Discover Titicaca’s less-explored north shores from Isla Suasi, the paradise for a nature lover and adventurer.
Puno lies on the western shores of Lake Titicaca, South America’s largest and highest lake in dazzling cobalt blue. Unifying Peru and Bolivia, the expanse of water covers thousands of square miles at 3,800 meters above sea-level. These are the shores of an ancient high-altitude ocean spanning back three million years.
Fertile soils enriched by the water support pretty adobe villages and agricultural land that stretches right down to the lake’s edge. The golden islands and peninsulas provide a thriving home to indigenous communities that sustainably welcome visitors to their land. Visit the rugged, terraced islands of Amantaní and Taquile that jut out from crystalline waters and the reed islands of Uros miraculously floating on mats of dried totora.

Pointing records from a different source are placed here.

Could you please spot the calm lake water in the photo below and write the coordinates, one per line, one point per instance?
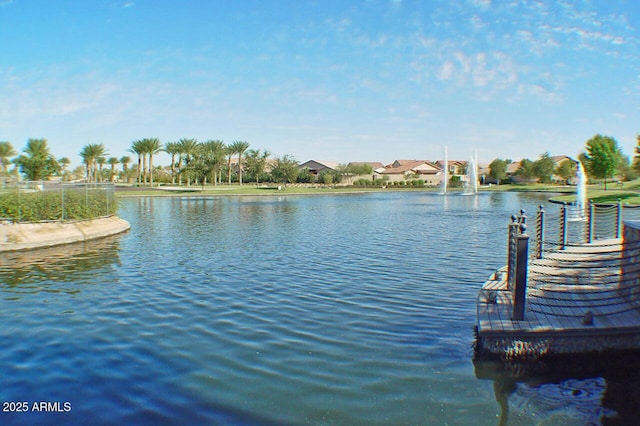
(352, 309)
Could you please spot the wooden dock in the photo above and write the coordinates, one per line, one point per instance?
(582, 298)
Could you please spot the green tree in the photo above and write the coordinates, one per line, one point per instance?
(566, 170)
(6, 152)
(239, 147)
(625, 171)
(64, 163)
(101, 162)
(125, 160)
(602, 157)
(113, 162)
(138, 149)
(213, 153)
(37, 163)
(90, 154)
(188, 149)
(525, 170)
(285, 169)
(543, 168)
(636, 158)
(151, 147)
(173, 149)
(256, 164)
(498, 170)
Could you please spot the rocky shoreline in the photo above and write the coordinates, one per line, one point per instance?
(25, 236)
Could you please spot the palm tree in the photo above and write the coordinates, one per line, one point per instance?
(125, 160)
(239, 147)
(256, 162)
(138, 149)
(229, 151)
(6, 152)
(173, 149)
(101, 162)
(188, 148)
(151, 146)
(213, 152)
(64, 162)
(113, 162)
(91, 154)
(38, 163)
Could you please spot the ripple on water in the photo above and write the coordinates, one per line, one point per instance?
(343, 310)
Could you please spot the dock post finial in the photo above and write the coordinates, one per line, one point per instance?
(519, 292)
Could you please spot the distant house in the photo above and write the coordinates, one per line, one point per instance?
(402, 170)
(512, 168)
(455, 167)
(376, 166)
(316, 167)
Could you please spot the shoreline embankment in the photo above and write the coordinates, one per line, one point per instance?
(25, 236)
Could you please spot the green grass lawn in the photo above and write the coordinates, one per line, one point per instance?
(628, 193)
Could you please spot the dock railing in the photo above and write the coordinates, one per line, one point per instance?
(606, 266)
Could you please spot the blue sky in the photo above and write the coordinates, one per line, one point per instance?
(370, 80)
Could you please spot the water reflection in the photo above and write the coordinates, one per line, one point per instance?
(43, 270)
(585, 389)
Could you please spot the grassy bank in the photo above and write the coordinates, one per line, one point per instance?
(628, 193)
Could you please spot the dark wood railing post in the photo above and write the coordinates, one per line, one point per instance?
(563, 226)
(540, 232)
(511, 255)
(522, 265)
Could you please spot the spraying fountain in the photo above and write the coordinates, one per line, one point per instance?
(445, 176)
(578, 213)
(472, 175)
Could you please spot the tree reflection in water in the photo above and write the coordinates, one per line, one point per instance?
(583, 389)
(33, 271)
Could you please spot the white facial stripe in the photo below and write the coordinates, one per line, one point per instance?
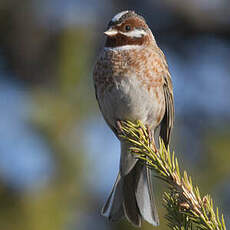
(125, 47)
(135, 33)
(119, 15)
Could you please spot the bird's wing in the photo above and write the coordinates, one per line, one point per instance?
(168, 119)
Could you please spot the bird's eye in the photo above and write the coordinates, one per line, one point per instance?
(127, 27)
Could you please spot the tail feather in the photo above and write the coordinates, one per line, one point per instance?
(131, 209)
(113, 208)
(132, 196)
(145, 197)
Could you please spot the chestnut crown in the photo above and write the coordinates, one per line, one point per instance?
(127, 28)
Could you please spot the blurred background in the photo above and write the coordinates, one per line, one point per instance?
(58, 159)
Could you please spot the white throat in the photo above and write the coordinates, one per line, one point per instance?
(119, 15)
(125, 47)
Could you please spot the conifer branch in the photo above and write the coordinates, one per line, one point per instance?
(186, 208)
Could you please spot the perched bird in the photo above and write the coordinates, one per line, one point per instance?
(132, 82)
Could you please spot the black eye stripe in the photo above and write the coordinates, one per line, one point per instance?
(127, 27)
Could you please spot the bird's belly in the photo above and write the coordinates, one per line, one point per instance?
(129, 99)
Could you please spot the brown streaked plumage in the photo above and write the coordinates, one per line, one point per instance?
(132, 82)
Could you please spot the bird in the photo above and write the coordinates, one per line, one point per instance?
(132, 82)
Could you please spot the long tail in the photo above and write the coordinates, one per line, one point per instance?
(132, 196)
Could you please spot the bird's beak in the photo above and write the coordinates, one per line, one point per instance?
(111, 32)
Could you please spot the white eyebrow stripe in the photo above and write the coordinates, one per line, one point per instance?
(124, 47)
(135, 33)
(119, 15)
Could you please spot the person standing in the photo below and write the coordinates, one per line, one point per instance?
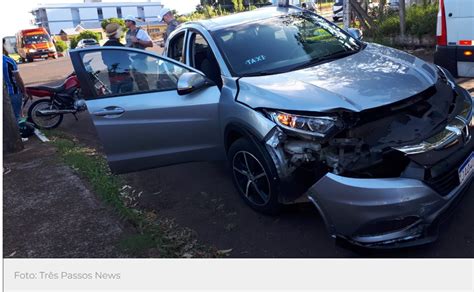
(167, 16)
(136, 37)
(139, 39)
(113, 32)
(117, 62)
(13, 83)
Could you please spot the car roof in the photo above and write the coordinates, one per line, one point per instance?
(244, 17)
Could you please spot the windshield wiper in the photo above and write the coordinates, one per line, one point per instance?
(259, 73)
(323, 59)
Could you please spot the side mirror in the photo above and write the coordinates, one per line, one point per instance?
(355, 33)
(191, 81)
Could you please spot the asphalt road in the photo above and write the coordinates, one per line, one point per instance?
(201, 196)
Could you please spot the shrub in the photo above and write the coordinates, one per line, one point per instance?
(389, 27)
(61, 46)
(421, 20)
(119, 21)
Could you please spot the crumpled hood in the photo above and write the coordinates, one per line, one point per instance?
(373, 77)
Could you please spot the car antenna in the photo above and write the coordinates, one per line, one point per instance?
(283, 3)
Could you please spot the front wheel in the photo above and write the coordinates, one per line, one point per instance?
(254, 176)
(40, 121)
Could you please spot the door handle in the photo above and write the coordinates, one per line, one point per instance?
(109, 111)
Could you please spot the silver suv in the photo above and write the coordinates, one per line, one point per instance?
(379, 140)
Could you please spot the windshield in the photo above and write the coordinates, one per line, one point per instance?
(281, 43)
(36, 39)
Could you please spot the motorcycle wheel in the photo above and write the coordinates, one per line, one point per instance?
(44, 122)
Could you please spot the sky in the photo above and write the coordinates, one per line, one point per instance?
(15, 14)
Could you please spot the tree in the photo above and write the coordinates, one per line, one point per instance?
(11, 134)
(119, 21)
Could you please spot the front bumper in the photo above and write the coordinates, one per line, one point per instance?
(394, 212)
(407, 209)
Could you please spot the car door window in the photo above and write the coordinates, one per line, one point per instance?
(116, 72)
(203, 59)
(176, 48)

Watch the golden sun cast dazzling light over the clear waters surrounding your waterfront lodge. Bright days make way for bitterly cold star-scattered nights, so enjoy the heat of the day and snuggle by a crackling fire as the sun sinks below the rippled horizon.
Legend has it that this was the birthplace of the children of the Sun, the first cosmos. Mánco Capac, one of the founders of the Inca dynasty was raised in the depths of the lake. Upon rising from Titicaca, he travelled to Cusco to build a temple in honour of his father Inti - the Sun.
Today, highland cultures steeped in old traditions continue to leave their marks on the landscape. The Aymara peoples living in the Titicaca basin practice ancient methods of agriculture on terraces that even pre-date these Inca times.
Rolling hills and mountain tops are the backdrop to desolate altiplano with crumbling cathedrals and checkerboard fields. Yet Puno is known as Peru’s capital folklórica (folklore capital), a centre of vibrant fiestas and rich religious celebrations high up in the sky. The revival of ancient traditions adopt the form of eclectic dances, songs and costumes… complemented by excessive imbibing!
Join the ongoing celebrations of Peru’s cultural heritage in Puno. Set up camp for a few nights on the shoreside or in an intimate island lodge. Experience some of the world’s most unique cultures, flora and fauna from this deeply sacred place.
Lake Titicaca and Puno are not as susceptible to the seasons as other parts of Peru, therefore the lake can be visited year round. However, we recommend visiting from April to October. The drier weather at this time of year brings clear air, crystalline skies reflected on the lake’s expansive waters and breathtaking sunsets. The average temperature pleasantly sits in the mid-20°Cs. Combined with mountain treks in Peru, September and October are fantastic times to visit as the bigger crowds have dispersed. If you’re wanting to tie in a visit to the Amazon basin, this is also a great time as wildlife congregates around shrinking rivers and mosquitoes are fewer. For annual celebrations, visit Lake Titicaca and Puno at the start of February for the ‘Fiesta de la Candelaria’, a coming together of the catholic faith and Andean religions to celebrate pachamama, mother earth.
Staying on the shores at Titilaka Lodge provides an opportunity for five star excellence amongst the rugged and wild surroundings. Alternatively, use Puno as a springboard to even more remote spots on the water. Suasi Lodge is set on a private 45-hectare island on the northern shores of Lake Titicaca, it is the perfect base for exploring uncovered natural wonders from the front door of the Andean Cottage with thatched roofing and adobe walls. Lake Titicaca is in many ways a nature enthusiasts heaven, elevated high above any other navigable lake worldwide.